Porque é preciso ter braços fortes para se construir o futuro. E um músculo cardíaco que bate em
uníssono com a vontade de explorar.
O desafio inevitável é navegar o presente e erguer as pontes
para o amanhã. O meu presente hoje é de mulher profissional trabalhando no 47o andar de uma torre fincada no centro financeiro de uma grande metrópole
norte-americana. De mulher solteira re-descobrindo de que são feitas as conexões
entre homem e mulher e, neste exercício, rindo com as aventuras que aparecem no
caminho ou choramingando os desencontros e os eventuais encontros com ogros no
meio da estrada.
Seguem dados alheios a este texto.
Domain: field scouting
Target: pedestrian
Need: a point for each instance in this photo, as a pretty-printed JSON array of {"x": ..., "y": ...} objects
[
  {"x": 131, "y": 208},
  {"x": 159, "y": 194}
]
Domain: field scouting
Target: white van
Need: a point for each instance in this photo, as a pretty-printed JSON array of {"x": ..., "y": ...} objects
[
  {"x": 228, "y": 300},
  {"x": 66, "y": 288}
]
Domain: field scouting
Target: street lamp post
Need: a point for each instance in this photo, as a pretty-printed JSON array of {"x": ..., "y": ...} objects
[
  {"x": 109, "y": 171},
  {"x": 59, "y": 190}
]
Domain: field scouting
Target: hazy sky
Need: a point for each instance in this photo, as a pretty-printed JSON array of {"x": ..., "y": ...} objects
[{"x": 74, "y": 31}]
Vida de filha que
daqui pra frente quer passar mais tempo perto dos pais, seja fisicamente ou em
espírito. Vida de explorar novas
amizades e de reavaliar aquelas que já não mais se sustentam porque as
diferenças de valores passaram a gritar mais alto que as semelhanças. Vida de
quem aprendeu a dizer não a maior parte do tempo. Mas ainda há muitos nãos a
dizer. E, como não podia deixar de ser, uma sacola cheia de sins.
O meu presente hoje é de tentar achar o meu lugar no mundo,
tirar o olho do umbigo e pensar no legado que deixarei para a humanidade. De
que valem os títulos e as torres se a energia não está focada para o bem comum,
para o melhoramento da nossa espécie humana, para a quebra das correntes, para
o esfalecimento do medo? Neste último ano vi que um dos dons que possuo é o de
aconselhar mulheres profissionais a
viverem plenas vidas profissionais, sem medo de negociarem salários, de
sentarem-se `a mesa junto aos tomadores de decisões, de pedirem as merecidas
promoções. Estou moldando projetos em cima disto, nada muito concreto, apenas
emaranhados de pensamentos e vontade. Vamos ver para onde me levará a próxima
aventura. Espero que em minha vida ainda haja muitos rios por nadar, de preferência
em águas mais calmas e transparentes.